REPUBLIKA.CO.ID, JAKARTA — Mantan ketua Mahkamah Konstitusi (MK), Jimly Asshiddiqie, meminta agar desakan pembubaran DPR RI menjadi momentum untuk melakukan evaluasi kelembagaan. Tuntutan ini harus menjadi momentum untuk memperbaiki dan menata ulang kelembagaan di Indonesia.
Jimly mengatakan, langkah yang diambil sudah cukup responsif, baik DPR maupun Presiden Prabowo. Hal ini diharapkan bisa meredakan kondisi yang memanas. “Terlebih perguruan tinggi maupun sekolah menerapkan belajar jarak jauh dan WFH untuk kantor-kantor. Mudah-mudahan dalam minggu ini kondisinya mereda,” kata Jimly.
DPR dan pemerintah diperkirakan Jimly akan mengevaluasi semua kebijakan tunjangan penghasilan. Namun hal yang lebih substansial adalah kondisi ini harus menjadi momentum melakukan perbaikan-perbaikan.
“Kondisi ini kan ekspresi dari ketidakadilan yang membuat seluruh Indonesia bergerak. Soal pajak, penghasilan elitnya meningkat sedangkan rakyat dipajakin (pajak naik). Ini harus ada evaluasi serius mengenai kebijakan yang justru menambah ketimpangan,” ungkap Jimly.

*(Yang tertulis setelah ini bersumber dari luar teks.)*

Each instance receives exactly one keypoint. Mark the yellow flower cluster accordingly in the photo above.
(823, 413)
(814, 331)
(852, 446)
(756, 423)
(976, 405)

Evaluasi yang perlu dilakukan, menurut Jimly, bahkan harus menyangkut masalah kelembagaan secara lebih mendasar. Misalnya soal parlemen. Evaluasi terhadap parlemen bukan hanya soal anggaran, tetapi struktur dan fungsi kelembagaan DPR, DPD, maupun MPR. “Ini ada yang tidak benar. Termasuk dalam perannya menyerap aspirasi,” kata mantan anggota DPD RI ini.
Dijelaskannya, selama ini sudah ada untuk program untuk aspirasi. Namun hal itu dikatkan dengan proyek yang didistribusikan untuk semua anggota. “Semua anggota DPR, DPD, MPR itu mendapatkan proyek penyerapan aspirasi. Tapi bukan penyerapan aspirasi secara kelembagaan. Tapi jadi proyek masing-masing anggota,” jelasnya.
Jimly melihat perlunya restrukturisasi DPD, DPR, maupun MPR. Salah satunya, menurut Jimly, memasukan DPD ke unsur DPR. Sehingga DPD juga terlibat dalam pengambilan keputusan. “Jadi struktur parlemen cukup DPR dan MPR. Dan kewenangan MPR juga dievalusi tugas dan kewenangannya diperkuat,” ujarnya.
Kata Jimy, DPD sebaiknya dibubarkan saja. Lalu perwakilan daerah ikut mengambil keputusan di forum DPR. “Sehingga mereka (DPD) satu fraksi sendiri. Ini supaya jangan hanya orang politik yang mengatur negara ini. Aspirasi daerah dimasukkan dalam struktur sendiri di DPR,” kata Jimly.
Dengan demikian DPD akan memiliki faedah. Saat ini DPD sibuk di satu tahun anggaran tetapi keputusannya tidak ada yang mengikat bagi negara. “Ini namanya lembaga yang ekstraktif. Menghabiskan uang untuk dirinya sendiri, tetapi tidak ada fungsinya yang bermanfaat bagi kehidupan negara,” papar Jimly.
Tidak itu saja, Jimly bahkan mengusulkan wakil presiden di masa mendatang tidak usah dipilih langsung. Wakil presiden cukup dipilih MPR berdasarkan usulan nama yang diajukan presiden terpilih. Dengan demikian, kata Jimly, wakil presiden benar-benar pilihan presiden terpilih. Bukan wakil presiden hasil negosiasi.
Perbaikan lainnya, Jimly menyarankan adanya pembentukan Mahkamah Etika Nasional (MEN). Tujuannya agar sistem etika bisa tertata dan ditegakkan secara terpadu. “Jangan seperti sekarang lagi kacau. Bagaimana menegakkan hukum kalau etikanya tidak berfungsi,” ujar Jimly.